The reaction mix contained 6 µL of sterile deionized water, 2 µL of mixed forward and reverse primers (5 µM each), 10 µL of PowerUp SYBR® Green Master Mix and 2 µL of target template.
The amplification protocol was: incubations 50 °C + 95 °C, each for 2 min, followed by 40 cycles; 95 °C/15 sec, 58 °C/15 sec, 72 °C/60 sec.

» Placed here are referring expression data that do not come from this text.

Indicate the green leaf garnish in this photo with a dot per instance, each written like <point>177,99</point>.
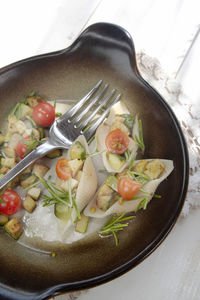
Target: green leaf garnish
<point>129,120</point>
<point>112,182</point>
<point>143,204</point>
<point>115,224</point>
<point>58,114</point>
<point>139,139</point>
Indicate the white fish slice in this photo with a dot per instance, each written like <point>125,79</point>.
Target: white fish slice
<point>130,206</point>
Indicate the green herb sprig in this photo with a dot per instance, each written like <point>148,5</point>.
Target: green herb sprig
<point>115,224</point>
<point>139,139</point>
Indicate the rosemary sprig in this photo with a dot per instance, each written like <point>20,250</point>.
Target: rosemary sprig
<point>115,224</point>
<point>139,139</point>
<point>127,154</point>
<point>132,161</point>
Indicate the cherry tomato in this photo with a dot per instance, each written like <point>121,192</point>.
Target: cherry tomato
<point>117,141</point>
<point>63,170</point>
<point>128,187</point>
<point>44,114</point>
<point>12,202</point>
<point>21,149</point>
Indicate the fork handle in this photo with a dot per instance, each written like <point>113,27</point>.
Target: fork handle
<point>40,151</point>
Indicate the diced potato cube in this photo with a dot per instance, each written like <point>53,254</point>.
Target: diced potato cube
<point>103,202</point>
<point>2,138</point>
<point>75,166</point>
<point>3,219</point>
<point>140,166</point>
<point>79,175</point>
<point>34,100</point>
<point>9,152</point>
<point>20,127</point>
<point>12,120</point>
<point>14,228</point>
<point>29,204</point>
<point>40,170</point>
<point>28,181</point>
<point>154,168</point>
<point>64,185</point>
<point>8,162</point>
<point>34,193</point>
<point>25,111</point>
<point>117,124</point>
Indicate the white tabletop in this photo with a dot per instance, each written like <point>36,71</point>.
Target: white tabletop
<point>167,30</point>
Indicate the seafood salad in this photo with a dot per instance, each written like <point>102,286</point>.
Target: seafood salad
<point>68,194</point>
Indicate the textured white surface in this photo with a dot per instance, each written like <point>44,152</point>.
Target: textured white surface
<point>165,30</point>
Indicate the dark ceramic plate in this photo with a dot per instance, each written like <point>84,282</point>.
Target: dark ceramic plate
<point>102,51</point>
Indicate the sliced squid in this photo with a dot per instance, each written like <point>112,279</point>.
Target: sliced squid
<point>152,171</point>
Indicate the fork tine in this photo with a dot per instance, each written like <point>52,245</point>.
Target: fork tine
<point>82,114</point>
<point>83,124</point>
<point>94,126</point>
<point>80,103</point>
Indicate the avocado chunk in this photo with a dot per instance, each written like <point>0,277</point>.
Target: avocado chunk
<point>14,228</point>
<point>82,224</point>
<point>77,151</point>
<point>55,153</point>
<point>61,212</point>
<point>115,161</point>
<point>3,219</point>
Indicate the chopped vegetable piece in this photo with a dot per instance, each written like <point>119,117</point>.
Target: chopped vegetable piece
<point>127,188</point>
<point>3,219</point>
<point>75,166</point>
<point>116,161</point>
<point>40,170</point>
<point>14,228</point>
<point>44,114</point>
<point>30,179</point>
<point>61,211</point>
<point>82,224</point>
<point>34,193</point>
<point>29,204</point>
<point>10,202</point>
<point>117,141</point>
<point>63,170</point>
<point>77,151</point>
<point>55,153</point>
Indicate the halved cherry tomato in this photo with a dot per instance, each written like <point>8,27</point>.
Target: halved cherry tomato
<point>117,141</point>
<point>63,170</point>
<point>21,149</point>
<point>44,114</point>
<point>127,188</point>
<point>11,202</point>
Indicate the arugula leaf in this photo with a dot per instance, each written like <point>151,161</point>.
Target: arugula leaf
<point>139,139</point>
<point>143,204</point>
<point>129,120</point>
<point>115,224</point>
<point>112,182</point>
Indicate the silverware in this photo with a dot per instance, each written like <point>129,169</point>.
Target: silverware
<point>69,126</point>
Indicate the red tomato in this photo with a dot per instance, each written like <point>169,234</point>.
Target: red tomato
<point>63,170</point>
<point>21,149</point>
<point>12,203</point>
<point>117,141</point>
<point>127,188</point>
<point>44,114</point>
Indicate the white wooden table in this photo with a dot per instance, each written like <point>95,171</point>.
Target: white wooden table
<point>167,30</point>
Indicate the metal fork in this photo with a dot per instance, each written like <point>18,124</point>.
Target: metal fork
<point>69,126</point>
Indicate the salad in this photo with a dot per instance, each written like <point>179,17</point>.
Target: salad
<point>66,195</point>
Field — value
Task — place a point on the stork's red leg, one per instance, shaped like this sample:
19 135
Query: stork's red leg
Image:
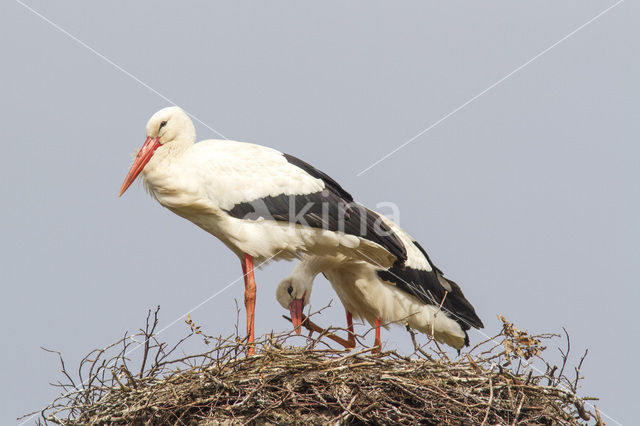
377 343
352 336
249 298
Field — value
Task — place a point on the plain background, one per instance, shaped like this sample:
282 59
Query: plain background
528 197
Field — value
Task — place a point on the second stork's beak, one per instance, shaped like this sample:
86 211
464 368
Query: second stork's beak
143 157
295 308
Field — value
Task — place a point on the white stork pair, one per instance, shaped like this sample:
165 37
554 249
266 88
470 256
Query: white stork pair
265 205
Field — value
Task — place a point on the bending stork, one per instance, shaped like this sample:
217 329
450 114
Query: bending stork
414 292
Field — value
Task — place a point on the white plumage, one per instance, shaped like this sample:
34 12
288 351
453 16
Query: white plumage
410 293
241 193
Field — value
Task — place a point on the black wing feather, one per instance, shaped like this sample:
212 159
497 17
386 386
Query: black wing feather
430 288
332 209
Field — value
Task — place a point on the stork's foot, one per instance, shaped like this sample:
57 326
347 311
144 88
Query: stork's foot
377 345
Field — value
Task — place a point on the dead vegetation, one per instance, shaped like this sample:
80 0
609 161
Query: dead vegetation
494 383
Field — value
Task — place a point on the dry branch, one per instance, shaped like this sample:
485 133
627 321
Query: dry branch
283 384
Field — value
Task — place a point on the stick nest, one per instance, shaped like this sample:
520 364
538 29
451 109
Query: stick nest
494 383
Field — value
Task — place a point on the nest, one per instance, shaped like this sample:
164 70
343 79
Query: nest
316 384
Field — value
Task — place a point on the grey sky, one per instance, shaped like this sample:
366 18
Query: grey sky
528 197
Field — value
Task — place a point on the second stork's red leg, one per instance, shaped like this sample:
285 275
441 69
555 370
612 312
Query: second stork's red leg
352 336
249 299
377 344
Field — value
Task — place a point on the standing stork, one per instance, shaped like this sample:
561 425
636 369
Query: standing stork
414 292
262 204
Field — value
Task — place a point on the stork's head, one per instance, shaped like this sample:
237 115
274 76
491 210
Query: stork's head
293 293
167 126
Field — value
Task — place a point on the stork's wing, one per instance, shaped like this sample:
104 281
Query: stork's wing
267 184
430 287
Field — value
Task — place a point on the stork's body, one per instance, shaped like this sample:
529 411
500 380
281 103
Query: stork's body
262 204
413 292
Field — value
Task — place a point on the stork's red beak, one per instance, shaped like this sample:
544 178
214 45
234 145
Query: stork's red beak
295 307
143 157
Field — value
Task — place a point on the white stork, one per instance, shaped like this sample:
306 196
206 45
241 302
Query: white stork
414 291
262 204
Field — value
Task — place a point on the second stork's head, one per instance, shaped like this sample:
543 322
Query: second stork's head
168 126
293 293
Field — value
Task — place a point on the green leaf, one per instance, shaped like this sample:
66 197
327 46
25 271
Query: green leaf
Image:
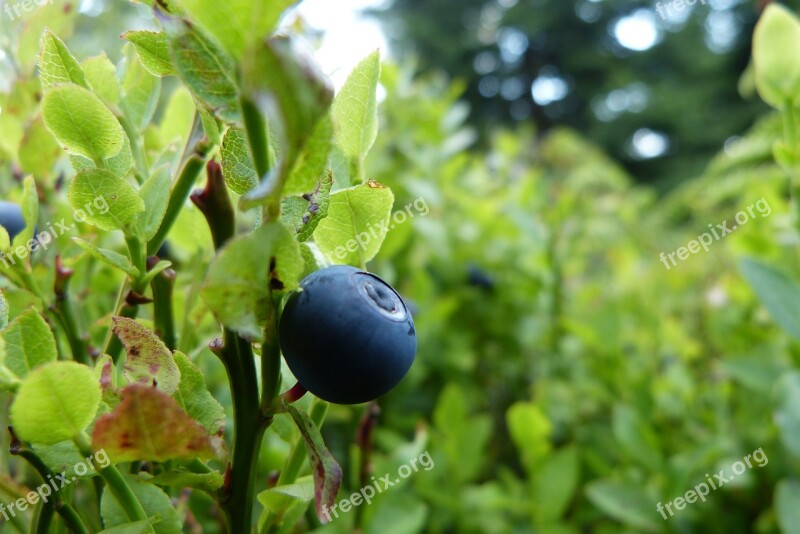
109 257
530 431
82 123
787 506
210 127
102 77
208 482
240 280
38 150
464 433
55 402
327 473
787 417
636 438
149 361
304 213
779 295
56 64
157 269
28 344
193 396
238 23
208 72
356 225
280 499
237 163
153 49
136 527
155 194
140 91
154 501
312 163
624 502
63 457
777 75
554 484
122 200
303 95
355 110
149 425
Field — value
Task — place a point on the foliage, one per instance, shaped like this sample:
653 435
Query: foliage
568 379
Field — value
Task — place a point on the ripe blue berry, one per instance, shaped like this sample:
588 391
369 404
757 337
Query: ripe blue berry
347 335
11 218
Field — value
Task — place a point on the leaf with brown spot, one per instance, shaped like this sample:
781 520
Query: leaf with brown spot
149 360
327 472
149 425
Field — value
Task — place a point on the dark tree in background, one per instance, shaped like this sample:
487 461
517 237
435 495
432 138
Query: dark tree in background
653 84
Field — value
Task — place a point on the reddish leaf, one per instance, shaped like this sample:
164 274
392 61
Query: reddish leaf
327 473
149 425
149 360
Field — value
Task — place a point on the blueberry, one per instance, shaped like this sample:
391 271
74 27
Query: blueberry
347 335
11 218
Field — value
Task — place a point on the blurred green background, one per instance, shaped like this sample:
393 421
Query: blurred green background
566 380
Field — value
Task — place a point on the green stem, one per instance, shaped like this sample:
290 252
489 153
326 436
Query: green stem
180 193
237 356
295 462
62 310
270 362
138 259
249 426
43 517
115 482
163 317
139 159
257 136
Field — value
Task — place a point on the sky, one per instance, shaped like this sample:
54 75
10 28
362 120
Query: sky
348 36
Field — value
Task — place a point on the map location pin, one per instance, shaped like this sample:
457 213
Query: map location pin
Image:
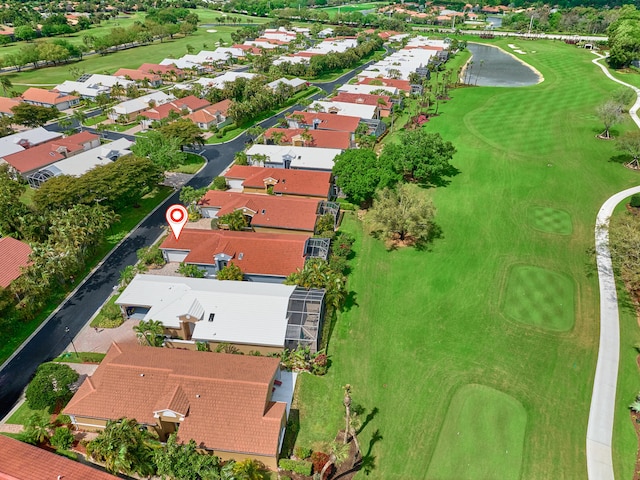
177 217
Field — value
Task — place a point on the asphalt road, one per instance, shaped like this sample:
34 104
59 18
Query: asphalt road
51 340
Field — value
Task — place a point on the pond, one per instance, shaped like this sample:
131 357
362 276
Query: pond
493 67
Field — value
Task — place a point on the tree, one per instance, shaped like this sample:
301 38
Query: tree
358 173
50 386
317 273
403 214
33 116
630 143
230 272
124 447
421 157
184 131
150 333
181 461
609 113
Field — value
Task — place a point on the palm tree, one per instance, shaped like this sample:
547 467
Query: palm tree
6 84
80 117
124 447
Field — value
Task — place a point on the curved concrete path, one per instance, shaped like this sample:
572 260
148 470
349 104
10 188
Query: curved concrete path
603 398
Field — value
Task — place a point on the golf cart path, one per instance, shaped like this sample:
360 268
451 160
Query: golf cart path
603 398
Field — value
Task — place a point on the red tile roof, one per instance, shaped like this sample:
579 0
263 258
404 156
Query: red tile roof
255 253
49 152
7 103
285 181
321 138
14 254
363 99
330 121
156 68
137 75
228 396
40 95
287 213
21 461
404 85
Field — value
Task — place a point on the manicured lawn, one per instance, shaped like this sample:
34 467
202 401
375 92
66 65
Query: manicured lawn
426 324
191 165
483 429
23 413
83 357
128 220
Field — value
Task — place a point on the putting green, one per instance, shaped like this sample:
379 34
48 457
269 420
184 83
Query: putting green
550 220
482 437
539 297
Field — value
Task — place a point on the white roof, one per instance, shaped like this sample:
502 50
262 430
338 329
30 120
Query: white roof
349 109
85 161
14 143
180 63
142 103
244 312
367 89
308 158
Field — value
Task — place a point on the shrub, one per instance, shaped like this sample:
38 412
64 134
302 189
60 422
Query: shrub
319 460
189 270
220 183
62 438
302 452
296 466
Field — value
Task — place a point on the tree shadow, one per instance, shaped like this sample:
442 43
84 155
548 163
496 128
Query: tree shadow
622 159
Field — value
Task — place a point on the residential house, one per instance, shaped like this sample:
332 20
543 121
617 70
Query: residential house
170 72
301 137
262 257
90 86
323 121
278 181
130 109
14 255
297 158
180 106
49 98
22 461
214 115
268 213
360 110
368 89
153 79
81 163
6 104
251 316
383 102
232 406
30 160
20 141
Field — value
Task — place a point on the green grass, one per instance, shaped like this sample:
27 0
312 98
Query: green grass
483 433
332 11
24 413
128 220
550 220
192 164
424 324
539 297
83 357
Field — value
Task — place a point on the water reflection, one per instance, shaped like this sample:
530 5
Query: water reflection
493 67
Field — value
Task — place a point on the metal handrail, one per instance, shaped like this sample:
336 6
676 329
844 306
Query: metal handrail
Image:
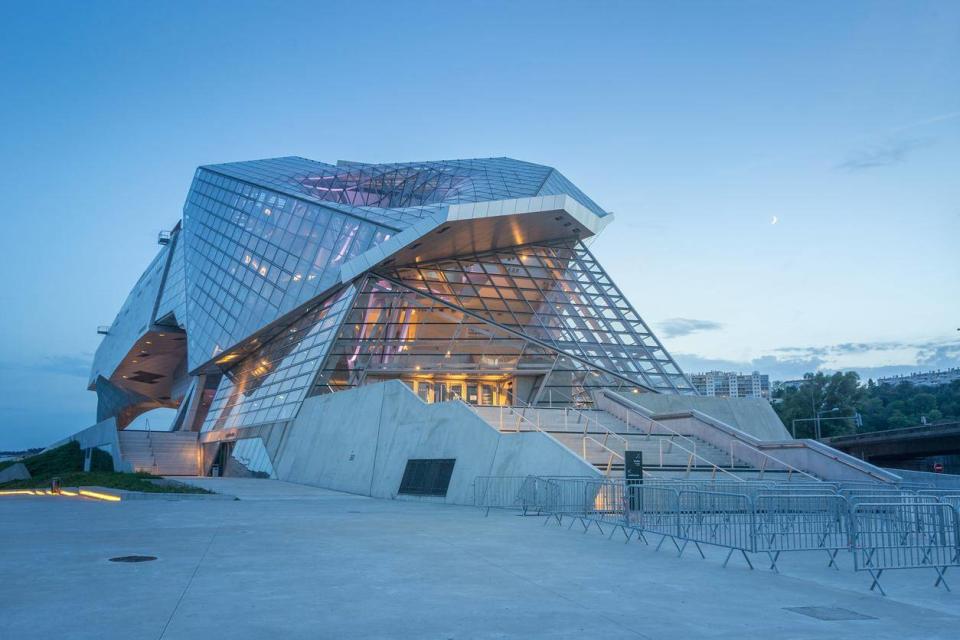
790 468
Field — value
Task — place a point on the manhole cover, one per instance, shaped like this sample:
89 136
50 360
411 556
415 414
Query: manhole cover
133 558
829 613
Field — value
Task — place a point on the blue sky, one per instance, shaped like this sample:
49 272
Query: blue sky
695 122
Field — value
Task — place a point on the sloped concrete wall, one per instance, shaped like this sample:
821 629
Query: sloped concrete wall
754 416
359 441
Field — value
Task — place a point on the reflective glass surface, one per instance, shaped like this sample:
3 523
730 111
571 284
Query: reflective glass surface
557 293
254 254
395 332
269 384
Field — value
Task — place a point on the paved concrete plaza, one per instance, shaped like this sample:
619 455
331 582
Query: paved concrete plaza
296 562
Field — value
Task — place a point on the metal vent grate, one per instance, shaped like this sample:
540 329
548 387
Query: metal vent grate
430 477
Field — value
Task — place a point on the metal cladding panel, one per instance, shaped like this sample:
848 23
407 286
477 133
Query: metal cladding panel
172 306
132 322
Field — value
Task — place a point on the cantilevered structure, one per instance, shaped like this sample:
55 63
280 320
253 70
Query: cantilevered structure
295 294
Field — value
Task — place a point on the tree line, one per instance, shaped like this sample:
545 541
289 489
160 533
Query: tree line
846 406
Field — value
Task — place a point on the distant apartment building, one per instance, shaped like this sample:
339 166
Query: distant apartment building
731 384
925 378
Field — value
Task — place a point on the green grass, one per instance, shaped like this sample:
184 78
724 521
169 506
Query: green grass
66 462
106 479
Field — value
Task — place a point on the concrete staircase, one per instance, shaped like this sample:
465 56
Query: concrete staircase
167 453
601 438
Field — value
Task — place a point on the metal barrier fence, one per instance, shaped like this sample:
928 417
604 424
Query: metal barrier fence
905 535
883 527
801 522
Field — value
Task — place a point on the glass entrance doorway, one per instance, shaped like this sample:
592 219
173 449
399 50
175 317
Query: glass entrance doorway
484 392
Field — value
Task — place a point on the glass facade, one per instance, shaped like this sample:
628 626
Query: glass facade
254 276
559 294
254 254
269 384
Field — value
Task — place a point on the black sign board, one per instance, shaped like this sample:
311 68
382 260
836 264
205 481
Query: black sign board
633 476
633 466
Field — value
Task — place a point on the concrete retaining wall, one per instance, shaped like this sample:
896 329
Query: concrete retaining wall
359 441
753 416
809 456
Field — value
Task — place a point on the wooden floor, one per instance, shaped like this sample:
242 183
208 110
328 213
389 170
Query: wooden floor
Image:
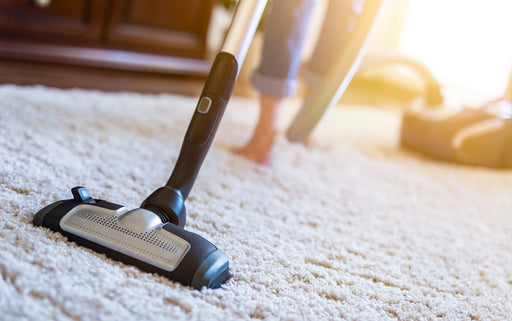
67 76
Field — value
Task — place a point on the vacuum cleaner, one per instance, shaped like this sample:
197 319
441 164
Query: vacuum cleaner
153 237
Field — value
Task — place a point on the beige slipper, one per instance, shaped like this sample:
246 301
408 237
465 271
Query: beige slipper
474 136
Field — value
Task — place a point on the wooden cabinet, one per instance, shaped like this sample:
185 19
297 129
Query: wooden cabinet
167 36
77 21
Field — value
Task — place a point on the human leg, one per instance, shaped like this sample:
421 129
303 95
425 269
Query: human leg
276 76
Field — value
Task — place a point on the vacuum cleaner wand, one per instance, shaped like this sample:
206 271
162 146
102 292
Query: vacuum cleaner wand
152 237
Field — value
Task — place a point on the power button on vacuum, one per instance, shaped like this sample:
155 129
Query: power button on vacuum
204 105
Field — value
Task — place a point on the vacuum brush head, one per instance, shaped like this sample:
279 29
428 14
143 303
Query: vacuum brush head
137 237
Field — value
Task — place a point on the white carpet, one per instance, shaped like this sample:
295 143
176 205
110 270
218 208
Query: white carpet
362 231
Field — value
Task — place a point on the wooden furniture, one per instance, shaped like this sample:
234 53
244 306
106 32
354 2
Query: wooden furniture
151 36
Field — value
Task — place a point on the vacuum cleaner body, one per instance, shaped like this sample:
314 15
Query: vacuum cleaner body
152 237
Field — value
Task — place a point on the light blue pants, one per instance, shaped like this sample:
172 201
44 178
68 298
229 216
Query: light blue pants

4.7. Protein Extraction and Western Blot Analyses
The cells were cultured for 48 hours at a density of 1 × 10
6 in T25 flasks (Sarstedt AG&Co.KG, Nümbrecht, Germany), in 5 mL of DMEM- high glucose (DMEM, D5796; Sigma-Aldrich, St. Louis, USA) supplemented by 10% FBS (Sigma-Aldrich, St. Louis, USA). Proteins were extracted with NE-PER nuclear and cytoplasmic extraction reagents (Thermo Scientific -Pierce Biotechnology, Rockford, USA), with addition of protease inhibitor (Complete Mini Protease Inhibitor Cocktail Tablets; Roche Applied Science, Mannheim, Germany). The amount of protein was determined by the Bradford method [
39]. Absorbance was measured at 620 nm using the microplate reader Multiskan EX (Thermo Electron Corporation, Shanghai, China). After mixing with Laemmli buffer and boiling for 5 min at 95 °C, equal amounts of proteins (4–10 μg) was loaded on the denaturing PAGE gel (9% resolving and 5% stacking), separated electrophoretically and transferred to nitrocellulose membranes (Roti®-NC, Carl Roth, Karlsruhe, Germany). The membranes were stained with Ponceau S solution (Sigma Aldrich, St. Louis, USA) and scanned for estimating the efficiency of the transfer. After incubating membranes with 5% nonfat milk (Cell Signaling Technology, Danvers, USA) in Tris-buffered saline (TBS; 50 mM Tris-Cl, 150 mM NaCl, pH 7.6) containing 0.1% Tween-20 for 1 h, the membranes were probed overnight with the following primary antibodies (all rabbit monoclonal, but anti-SHMT2 (rabbit polyclonal); Cell Signaling Technology, Danvers, USA): anti-PKM1 (1:1000; CST: #7067); anti-PKM2 (1:1000; CST:#4053); anti-PHGDH (1:1000; CST:#66350); anti-SHMT2 (1:1000; CST:#12762); anti-STAT3 (1:1000; #12640); anti phospho-STAT3 (Tyr705) (1:2000; CST:#9145); anti-TBP (1:2000; CST:#44059); anti-β-actin (1:1000, CST:#8457). The last two antibodies were used as the loading controls for nuclear and cytoplasmic fractions, respectively. The expected molecular weights of detected proteins were: PKM1 and PKM2- 60 kDa; STAT3 and p-STAT3–79 and 86 kDa (STAT3α and STAT3 β); TBP 35-45 kDa; β-actin 45 kDa. Membranes were washed for three times with TBST (0.1% Tween 20 in 1x TBS) and the immunoreactive bands were detected with an HRP- linked anti-rabbit IgG secondary antibody (1:2000; CST: #7074). Immunological complexes were visualized using SuperSignal
™ West Pico PLUS Chemiluminescent Substrate (Thermo Scientific, Rockford, USA) and Uvitec Alliance Q9 Mini (UVITEC, Cambridge, UK). Protein expression levels were quantified using Nine Alliance analysis software. The relative change of signals obtained was calculated after normalization according to the loading controls and Ponceau S signals.
4.8. Statistical Analyses
Each experiment related to cellular biology (viability, proliferation) was performed in technical triplicates or quadriplicates and repeated minimally three times. The data obtained was analyzed with a one-way ANOVA and Tukey post-hoc test, as indicated in the figure legends. The same principle was applied for producing and analyzing the data obtained with molecular biology methods, in biological triplicates and technical multiplicates. For both analyses and visualization, GraphPad 6.0 was used. Statistical significance of differences obtained for all data analyzed was considered significant at p < 0.05.